Conductor Bio: Stilian Kirov
Seattle Symphony Assistant Conductor Stilian Kirov recently finished his tenure as Associate Conductor of the Memphis Symphony Orchestra and Music Director of the Memphis Youth Symphony Program. He has conducted ensembles around the world, including the Orchestre Colonne (France),the Orchestra of Colours (Greece), Philharmonic Chamber Orchestra “Leopolis” (Ukraine), the Sofia Festival Orchestra, the State Hermitage Orchestra (Russia), the Thüringen Philharmonic Orchestra (Germany), the Lansing Symphony Orchestra, the National Repertory Orchestra (Breckenridge, Colorado), the New World Symphony and the Juilliard Orchestra, among others.
In 2010 Kirov was awarded the Chautauqua Music Festival's David Effron Conducting Fellowship, and he returns in 2012 as a guest conductor at the festival. In 2011 Kirov made his debut at the Musical Olympus International Festival in St. Petersburg, Russia. The members of the Festival's honorary committee included several of the world's most distinguished artists, including Claudio Abbado, Daniel Barenboim, Placido Domingo, Montserrat Caballe, Zubin Mehta, Yuri Temirkanov, Mariss Jansons and Yo-Yo Ma. During the 2012-2013 season, Kirov will also appear twice with the Amarillo Symphony.
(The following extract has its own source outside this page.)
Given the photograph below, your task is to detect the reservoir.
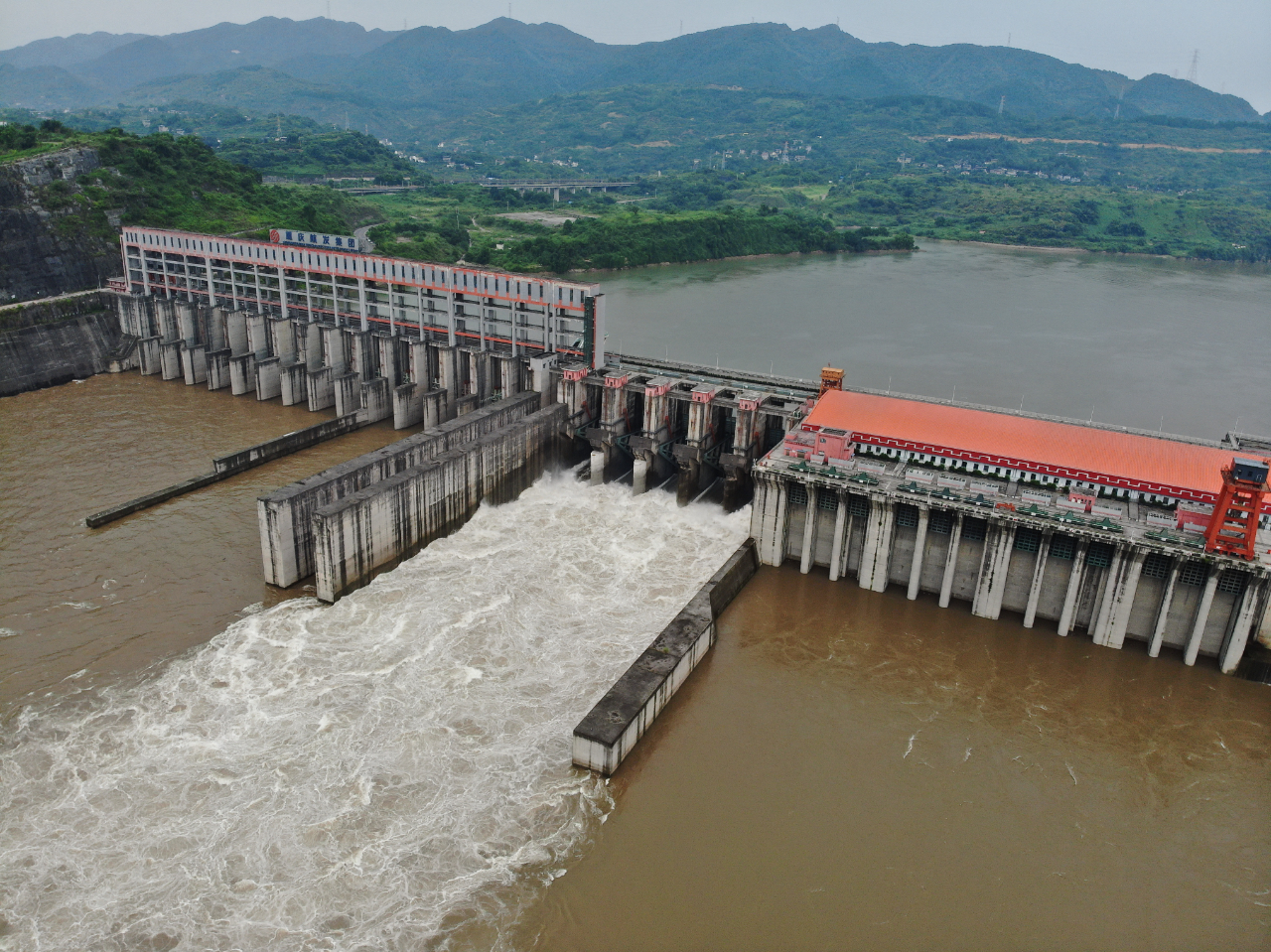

Among Kirov’s numerous awards and prizes are the Orchestra Preference Award and Third Prize at the 2010 Mitropoulos Conducting Competition, the Bruno Walter Memorial Scholarship and Charles Schiff Conducting Award for outstanding achievement at The Juilliard School, as well as France’s 2010 ADAMI Conducting Prize, which culminated in a showcase concert at the Salle Gaveau with Orchestre Colonne in October 2010. Following the successful performance, Kirov was re-invited to conduct the orchestra’s 2011-2012 season opening concert in Paris.
Kirov earned a degree in Orchestral Conducting from The Juilliard School, where he was a student of James DePreist. He also holds a master's degree from the Ecole Normale de Musique in Paris, where he studied with Dominique Rouits. Kirov has participated in master classes with such distinguished conductors as Kurt Masur, Michael Tilson Thomas, Gianluigi Gelmetti, George Manahan and Asher Fisch.
A gifted pianist, Kirov is the 2001 gold medalist of the Claude Kahn International Piano Competition in Paris.